En ce qui concerne les frais exposés et non compris dans les dépens :
30. Dans les circonstances de l’espèce, il y a lieu de mettre à la charge de l’AP-HP le versement à Mme A… d’une somme de 2 500 euros au titre des dispositions de l’article L. 761-1 du code de justice administrative.

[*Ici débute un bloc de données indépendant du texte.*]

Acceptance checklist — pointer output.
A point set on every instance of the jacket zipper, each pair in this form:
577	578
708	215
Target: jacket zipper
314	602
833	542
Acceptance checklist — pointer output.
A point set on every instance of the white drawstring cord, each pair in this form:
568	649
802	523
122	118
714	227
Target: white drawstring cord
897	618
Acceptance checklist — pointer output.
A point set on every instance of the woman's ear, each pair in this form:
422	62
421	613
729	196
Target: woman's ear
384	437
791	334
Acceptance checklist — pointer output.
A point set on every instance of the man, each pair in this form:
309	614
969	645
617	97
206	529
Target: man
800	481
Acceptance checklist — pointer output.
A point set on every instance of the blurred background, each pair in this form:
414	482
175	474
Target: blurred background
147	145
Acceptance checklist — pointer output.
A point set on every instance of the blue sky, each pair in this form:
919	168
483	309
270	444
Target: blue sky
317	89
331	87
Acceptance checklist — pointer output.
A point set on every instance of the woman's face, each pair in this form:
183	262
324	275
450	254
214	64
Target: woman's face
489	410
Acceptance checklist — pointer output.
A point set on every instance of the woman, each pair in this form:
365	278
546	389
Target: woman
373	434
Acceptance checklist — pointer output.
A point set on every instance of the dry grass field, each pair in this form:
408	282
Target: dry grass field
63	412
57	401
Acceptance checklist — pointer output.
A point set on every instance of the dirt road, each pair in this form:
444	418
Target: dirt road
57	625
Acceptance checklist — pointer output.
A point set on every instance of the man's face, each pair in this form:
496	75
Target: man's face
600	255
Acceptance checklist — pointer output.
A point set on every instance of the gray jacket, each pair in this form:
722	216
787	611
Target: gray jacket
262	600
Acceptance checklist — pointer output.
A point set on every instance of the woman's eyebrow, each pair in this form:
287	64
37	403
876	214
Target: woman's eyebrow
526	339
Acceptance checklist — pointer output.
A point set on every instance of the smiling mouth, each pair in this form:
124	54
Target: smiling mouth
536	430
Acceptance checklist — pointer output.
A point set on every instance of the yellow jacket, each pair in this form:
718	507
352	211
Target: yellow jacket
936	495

Il n’y a, en revanche, pas lieu, dans les circonstances de l’espèce, de mettre une somme à sa charge à verser à la CPAM de Paris à ce titre.
D E C I D E :
Article 1er : L’Assistance publique – hôpitaux de Paris est condamnée à verser à Mme A… la somme de 52 551 euros, assortie des intérêts au taux légal à compter du 26 septembre 2019. Les intérêts échus à la date du 26 septembre 2020 puis à chaque échéance annuelle à compter de cette date seront capitalisés à chacune de ces dates pour produire eux-mêmes intérêts.
Article 2 : L’Assistance publique – hôpitaux de Paris est condamnée à verser à la caisse primaire d’assurance maladie de Paris la somme de 4 212, 55euros, assortie des intérêts au taux légal à compter du 6 mars 2024. Les intérêts échus à la date du 6 mars 2025 puis à chaque échéance annuelle à compter de cette date seront capitalisés à chacune de ces dates pour produire eux-mêmes intérêts.
Article 3 : L’Assistance publique-hôpitaux de Paris est condamnée à verser à la caisse primaire d’assurance maladie de Paris les frais médicaux et pharmaceutiques futurs qu’elle engagera pour Mme A…, au fur et à mesure de leur acquittement et sur justificatifs.
Article 4 : L’Assistance publique – hôpitaux de Paris versera à la caisse primaire d’assurance maladie de Paris une indemnité forfaitaire de gestion de 1 212 euros.
Article 5 : L’Assistance publique – hôpitaux de Paris versera à Mme A… une somme de 2 500 euros sur le fondement de l’article L. 761-1 du code de justice administrative.
Article 6 : Le surplus des conclusions des parties est rejeté.
Article 7 : Le présent jugement sera notifié à Mme D… A…, à l’Office national d’indemnisation des accidents médicaux, des affections iatrogènes et des infections nosocomiales, à l’Assistance publique – hôpitaux de Paris et à la caisse primaire d’assurance maladie de Paris.
Délibéré après l’audience du 3 octobre 2025, à laquelle siégeaient :
Mme Weidenfeld, présidente,
M. Nourisson, premier conseiller,
Mme de Schotten première conseillère.
Rendu public par mise à disposition au greffe le 24 octobre 2025.
La rapporteure,
K. de Schotten
La présidente,
K. Weidenfeld
Le greffier,
A. Lemieux
La République mande et ordonne à la ministre de la santé, en ce qui la concerne ou à tous commissaires de justice à ce requis en ce qui concerne les voies de droit commun contre les parties privées de pourvoir à l’exécution de la présente décision.